Your first bot doesn’t need to change the world

B.B.E director Adam Beaupeurt
By B.B.E director Adam Beaupeurt | 21 August 2017
Adam Beaupeurt

Everybody knows that bots are hot right now. Between Facebook Messenger and WhatsApp alone, billions of people worldwide are daily active users of messaging apps. Demographic agnostic, messaging is only continuing to grow. It’s big enough already that the inevitable backlash has already started. Some brands have already shuttered their bots, either disappointed with the experience, or struggling to find a real business need to fulfil.

If you’re a brand without a bot, it can be a confusing, polarising field to navigate. Many don’t see the need for a bot, while others see too many needs.

The best course of action is to start by thinking small.

In 2016, Facebook opened up its Messenger platform to brands and automation via the Send/Receive API. While they certainly weren’t the first messaging platform to do so, they were by far the biggest.

Satya Nadella, CEO of Microsoft, proclaimed at the beginning of 2016 that “bots are the new apps”. It’s not such a wild claim either. Why make users download an app when there’s the potential to fulfill the same functions via the messaging platform they already use?

Yet consider where we were a year after the iPhone’s release, in the middle of the app gold rush of 2008; the top paid app was a virtual koi pond.

Fast forward to the end of 2016 and the top free apps were Snapchat, Messenger, and Pokemon GO, all of which rely on the same basic tech we had in 2008. Besides raw processing power, the difference eight years makes is that we better understand how to apply and leverage the technology in a human context.

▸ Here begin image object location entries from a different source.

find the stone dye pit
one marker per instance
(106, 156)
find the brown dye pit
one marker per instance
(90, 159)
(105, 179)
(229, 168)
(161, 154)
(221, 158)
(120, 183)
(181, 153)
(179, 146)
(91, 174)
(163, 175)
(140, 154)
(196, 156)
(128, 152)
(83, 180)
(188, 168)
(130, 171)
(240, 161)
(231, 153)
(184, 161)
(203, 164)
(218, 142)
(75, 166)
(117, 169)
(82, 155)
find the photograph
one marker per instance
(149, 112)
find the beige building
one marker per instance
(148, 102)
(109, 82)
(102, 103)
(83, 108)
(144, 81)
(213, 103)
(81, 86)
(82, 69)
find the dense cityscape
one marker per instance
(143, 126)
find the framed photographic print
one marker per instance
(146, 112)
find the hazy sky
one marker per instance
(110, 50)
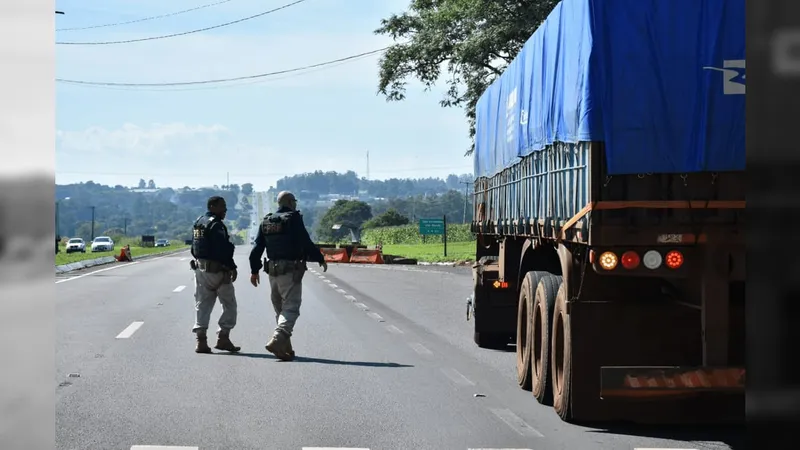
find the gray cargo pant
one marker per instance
(209, 286)
(286, 285)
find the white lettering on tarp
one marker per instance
(733, 72)
(511, 118)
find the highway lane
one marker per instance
(383, 363)
(430, 302)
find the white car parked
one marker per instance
(76, 245)
(102, 244)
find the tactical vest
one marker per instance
(278, 236)
(201, 247)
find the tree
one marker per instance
(351, 214)
(476, 38)
(390, 218)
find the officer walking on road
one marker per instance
(283, 235)
(214, 274)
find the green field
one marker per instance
(63, 258)
(456, 251)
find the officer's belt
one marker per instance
(207, 265)
(282, 266)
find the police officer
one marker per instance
(283, 235)
(214, 274)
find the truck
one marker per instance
(609, 198)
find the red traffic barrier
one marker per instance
(338, 255)
(363, 256)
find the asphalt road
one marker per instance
(385, 361)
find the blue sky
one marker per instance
(326, 119)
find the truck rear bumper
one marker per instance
(653, 382)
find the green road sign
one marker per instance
(429, 227)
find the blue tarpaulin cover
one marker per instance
(661, 82)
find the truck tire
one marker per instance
(525, 309)
(561, 356)
(541, 327)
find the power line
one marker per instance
(152, 38)
(208, 87)
(222, 80)
(146, 18)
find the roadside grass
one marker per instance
(136, 250)
(434, 252)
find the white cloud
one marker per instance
(134, 140)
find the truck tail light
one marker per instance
(608, 261)
(652, 260)
(630, 260)
(674, 259)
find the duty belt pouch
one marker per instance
(276, 268)
(227, 277)
(299, 268)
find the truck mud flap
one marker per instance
(650, 382)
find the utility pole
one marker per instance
(466, 194)
(92, 222)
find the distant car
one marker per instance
(76, 245)
(102, 244)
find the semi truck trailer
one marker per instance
(609, 200)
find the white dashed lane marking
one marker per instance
(162, 447)
(456, 377)
(376, 316)
(128, 332)
(517, 424)
(419, 348)
(394, 329)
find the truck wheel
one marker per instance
(561, 353)
(525, 309)
(544, 304)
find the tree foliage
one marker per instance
(474, 40)
(351, 214)
(390, 218)
(310, 186)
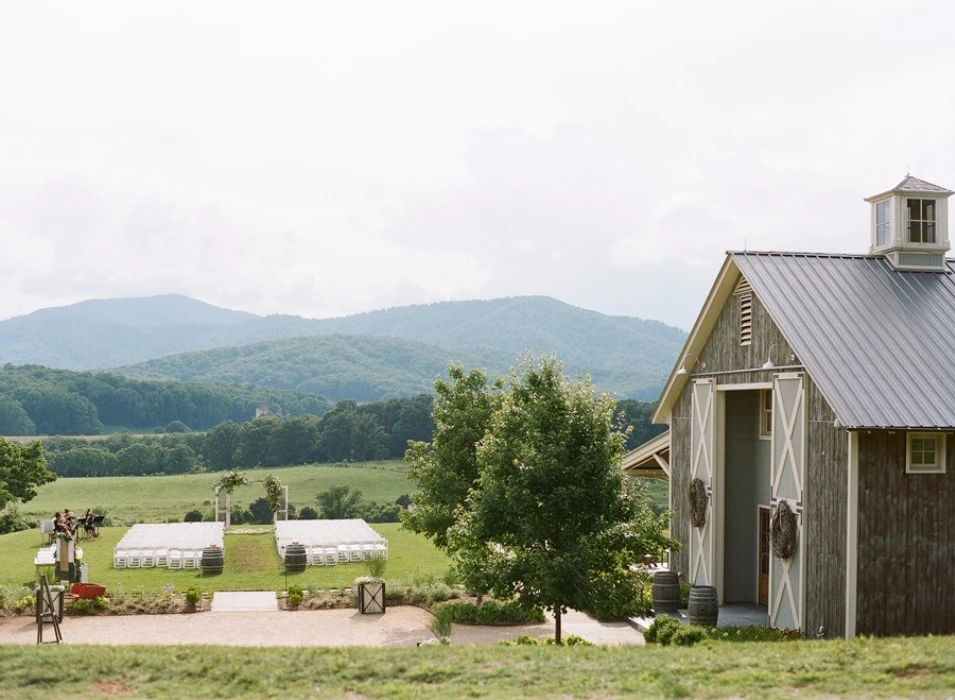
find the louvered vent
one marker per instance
(745, 294)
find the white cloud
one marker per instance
(330, 158)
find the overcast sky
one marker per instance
(321, 158)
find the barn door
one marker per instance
(703, 462)
(786, 578)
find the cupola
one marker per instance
(910, 225)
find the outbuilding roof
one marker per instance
(877, 341)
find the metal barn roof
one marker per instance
(878, 342)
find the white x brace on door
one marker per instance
(788, 474)
(702, 467)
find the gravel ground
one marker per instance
(399, 626)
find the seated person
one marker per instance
(69, 519)
(59, 523)
(89, 523)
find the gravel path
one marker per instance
(399, 626)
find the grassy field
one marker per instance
(132, 499)
(862, 668)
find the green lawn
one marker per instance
(130, 499)
(252, 563)
(918, 667)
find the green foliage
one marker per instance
(13, 520)
(551, 520)
(339, 503)
(193, 596)
(492, 612)
(571, 640)
(447, 468)
(295, 595)
(22, 471)
(61, 402)
(751, 633)
(376, 566)
(442, 624)
(662, 629)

AdNews explored the rise of chatbots in our July issue

Bots today are in a similar place. The most popular are doing things like storytelling, following decision trees for product discovery and selection, or performing basic functions like weather reports and flight status updates. They make good use of the conversational nature of the platform, but the market is unlikely to look anything like this in a few years as our understanding of how to best apply the technology grows. Many of the most popular apps today are produced by companies that didn’t exist before the App store, pioneering not just digital products, but business models. Imagine where we’ll be with messaging, bots, and AI in another eight years.

Unless you’re operating at unicorn scale, with a commercial interest in driving innovation at a platform level, you’re unlikely to have the time, talent, or resources to build anything like the generalist AI-powered chatbots being developed by Microsoft, Facebook, and Amazon. On the other side of the coin, if you don’t start now, you risk losing sight of your competitors.

Think of your brand’s first bot in terms of a minimum viable product; just because you technically could do something, doesn’t mean you should. There’s a huge opportunity for brands to carve out a place in this exciting new market, and it’s easy to ideate and concept a multifaceted bot that will automate your most complex customer service tasks. Unfortunately it’ll probably take a lot of time, a lot of money, and you may find your audience doesn’t actually use it at all.

Instead, think about one function that you can do really well first, using existing user behaviour to guide you. For instance, we found that people were using Messenger to ask Qantas about holiday destinations and sales. Using this, we built a bot to provide personalised travel inspiration via Qantas owned content, and in the process recommended great flight deals.

For the future business case, getting this first bot to market was as important as the strategy itself. And that’s enabled the next iteration, an advanced customer support service.

There’s also the paradox that great work can be easier to produce when you impose artificial limits on yourself. For example, natural language processing is great, but is it something that you really need to create a useful and compelling experience? ABC NewsBot utilised an open question format and natural language processing when it first launched as part of election coverage in July 2016, before moving to a better, more user-friendly experience driven by quick responses and menu options in November.

This isn’t meant to discourage disruption and innovation. Big ideas are still as important as ever, but as a brand you need to build for an audience that trusts you first.

Consider the value of thousands of automated interactions for simpler tasks or processes, with additional functionality then built out based on research and user feedback. The West is already lagging in this respect; bots are part of day-to-day business in Asia, with China Merchants Bank handling almost two million daily banking transactions via their simple but smart WeChat messenger bot. Contrast this with a bot full of capabilities, but poorly executed, and with a frustrating user experience for most of the audience. Sam Mendel, CEO of Poncho, the hip weather cat, summed it up best: tolerance for a mediocre bot is much less than for a mediocre app.

But remember, a basic bot doesn't need to be banal. Make yours pop with personality. Surprise and delight. Try and make them laugh. We all know it’s not a human, but that doesn’t mean we want it to talk like a robot. Automated conversations with people offers a huge opportunity for brands to connect with consumers -- as long as you don’t start by biting off more than you can chew.

More important than anything though, is taking the first bite.